We buy, we break, we discard.
Faced with planned obsolescence and the silent depletion of our resources, technological innovation sometimes seems to be spinning its wheels. It is from this observation that the personal project "Recycling the Future" was born. In 2021, amidst the booming 3D printing trend, we wanted to ask a simple question: what if dead technology could print a living future?
Conceived as an exploration in design fiction, this series hybridizes upcycling and surrealist art to offer a totally unexpected second life to our dead household appliances. Drawing inspiration from the aesthetics of the Dada movement, we imagined utopian and visually striking machines. Here, the absurd and humor become levers to challenge the issue of overconsumption.Far from the ease of CGI, everything that makes up these still lifes is tangible.
Under this art direction defined by bold, contrasting colors, an out-of-service Nespresso machine is resurrected as a 3D haute-patisserie printer, while an old Singer sewing machine metamorphoses to weave a synthetic steak. Other everyday objects, such as lamps or extractors, mutate in turn to take on a completely new function.

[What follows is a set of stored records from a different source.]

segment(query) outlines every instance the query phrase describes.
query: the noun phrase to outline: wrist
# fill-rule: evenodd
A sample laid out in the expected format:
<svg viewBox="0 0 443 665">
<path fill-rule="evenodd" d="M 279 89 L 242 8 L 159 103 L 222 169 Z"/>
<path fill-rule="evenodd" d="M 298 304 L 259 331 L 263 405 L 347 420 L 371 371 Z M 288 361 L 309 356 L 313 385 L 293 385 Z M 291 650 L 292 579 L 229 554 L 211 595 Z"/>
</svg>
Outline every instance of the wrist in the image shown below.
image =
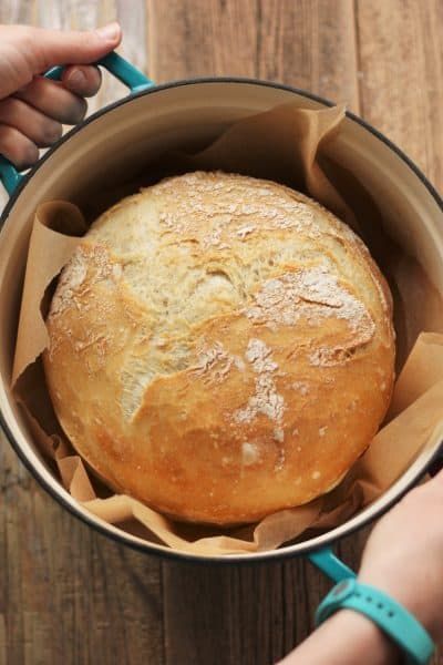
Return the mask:
<svg viewBox="0 0 443 665">
<path fill-rule="evenodd" d="M 411 586 L 408 581 L 398 579 L 391 572 L 384 573 L 381 569 L 377 571 L 362 570 L 358 575 L 358 581 L 387 593 L 421 623 L 434 642 L 437 640 L 441 617 L 440 615 L 434 616 L 433 607 L 430 606 L 432 603 L 429 602 L 427 594 L 423 593 L 423 590 Z"/>
<path fill-rule="evenodd" d="M 348 640 L 356 641 L 361 653 L 368 654 L 368 663 L 374 665 L 398 665 L 402 652 L 377 624 L 364 614 L 353 610 L 339 610 L 328 622 L 336 620 L 336 630 L 344 631 Z M 361 663 L 365 663 L 364 658 Z"/>
</svg>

Every piece in this series is the result of a fully handcrafted process. From scouring classified ads to the final retouching, including sketching, dismantling, adding industrial piping, and a meticulously calibrated studio shoot, we designed and built everything with our own hands. A homemade project from start to finish, proving that with a simple shift in perspective, the end of an object's life can become the beginning of a new story.